= William Henry Sutherland =

Canadian politician

Dr. William Henry Sutherland (November 19, 1876 - September 3, 1945) was a physician and political figure in British Columbia. He was mayor of Revelstoke from 1912 to 1916. He represented Revelstoke from 1916 to 1933 and Columbia-Revelstoke from 1933 to 1937 in the Legislative Assembly of British Columbia as a Liberal.

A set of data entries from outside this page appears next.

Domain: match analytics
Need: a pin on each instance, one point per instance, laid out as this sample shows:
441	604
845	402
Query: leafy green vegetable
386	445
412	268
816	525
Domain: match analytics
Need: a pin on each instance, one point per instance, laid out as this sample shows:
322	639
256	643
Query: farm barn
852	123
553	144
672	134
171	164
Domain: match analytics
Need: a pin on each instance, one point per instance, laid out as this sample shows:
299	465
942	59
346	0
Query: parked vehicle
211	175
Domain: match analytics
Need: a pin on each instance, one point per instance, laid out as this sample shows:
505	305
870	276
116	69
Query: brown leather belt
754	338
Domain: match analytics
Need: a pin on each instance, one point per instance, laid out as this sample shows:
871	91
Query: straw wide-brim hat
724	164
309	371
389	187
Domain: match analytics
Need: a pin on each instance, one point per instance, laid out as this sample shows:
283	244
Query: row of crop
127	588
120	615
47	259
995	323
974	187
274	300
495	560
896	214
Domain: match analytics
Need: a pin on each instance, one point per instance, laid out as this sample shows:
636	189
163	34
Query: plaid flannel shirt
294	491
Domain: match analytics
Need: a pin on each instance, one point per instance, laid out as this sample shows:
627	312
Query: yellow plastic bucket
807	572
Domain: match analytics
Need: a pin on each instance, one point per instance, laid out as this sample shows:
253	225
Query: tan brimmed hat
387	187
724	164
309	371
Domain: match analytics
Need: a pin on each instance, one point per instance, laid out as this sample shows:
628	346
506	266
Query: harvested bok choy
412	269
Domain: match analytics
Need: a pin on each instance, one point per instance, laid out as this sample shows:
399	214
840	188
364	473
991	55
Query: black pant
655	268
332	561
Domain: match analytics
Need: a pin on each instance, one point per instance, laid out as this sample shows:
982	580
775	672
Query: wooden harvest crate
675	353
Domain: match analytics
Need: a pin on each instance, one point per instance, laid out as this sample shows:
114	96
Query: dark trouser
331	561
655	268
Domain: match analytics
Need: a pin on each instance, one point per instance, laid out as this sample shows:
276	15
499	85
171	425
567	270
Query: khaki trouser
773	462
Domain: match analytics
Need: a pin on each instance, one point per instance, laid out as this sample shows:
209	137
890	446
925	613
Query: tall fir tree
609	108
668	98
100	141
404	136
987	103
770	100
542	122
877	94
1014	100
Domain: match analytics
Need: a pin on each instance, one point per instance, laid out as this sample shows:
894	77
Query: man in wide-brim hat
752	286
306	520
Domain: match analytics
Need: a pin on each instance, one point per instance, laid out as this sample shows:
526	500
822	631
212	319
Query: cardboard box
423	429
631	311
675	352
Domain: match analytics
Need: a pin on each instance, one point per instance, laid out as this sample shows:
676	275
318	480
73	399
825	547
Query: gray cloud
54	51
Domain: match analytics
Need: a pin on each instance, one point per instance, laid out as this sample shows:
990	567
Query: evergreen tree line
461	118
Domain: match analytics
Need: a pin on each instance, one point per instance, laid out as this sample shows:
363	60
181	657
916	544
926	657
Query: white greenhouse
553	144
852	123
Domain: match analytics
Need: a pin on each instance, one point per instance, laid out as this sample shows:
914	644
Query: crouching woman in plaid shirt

He was born in Sea View, Prince Edward Island, the son of Robert Sutherland, and received his early education at Prince of Wales College and his medical degree at McGill University. He served as house surgeon for the Royal Victoria Hospital in Montreal from 1899 to 1901. He then became divisional surgeon for the C.P.R. and moved to Kamloops. In 1902, Sutherland set up practice in Revelstoke. He married Lillian O'Donahoe in 1907. Sutherland became president of the British Columbia Medical Council in 1909. Sutherland served in the provincial cabinet as Minister of Public Works from 1922 to 1928, as Minister of Railways from 1924 to 1928, and as Minister of Mines in 1928. He was regarded as a leading figure in the Liberal party. When the Liberal government was defeated in 1928, he became house surgeon for the Hotel Vancouver. Sutherland married Ruth Catherine McKinnon after the death of his first wife. He died, while retired, in Vancouver at the age of 68.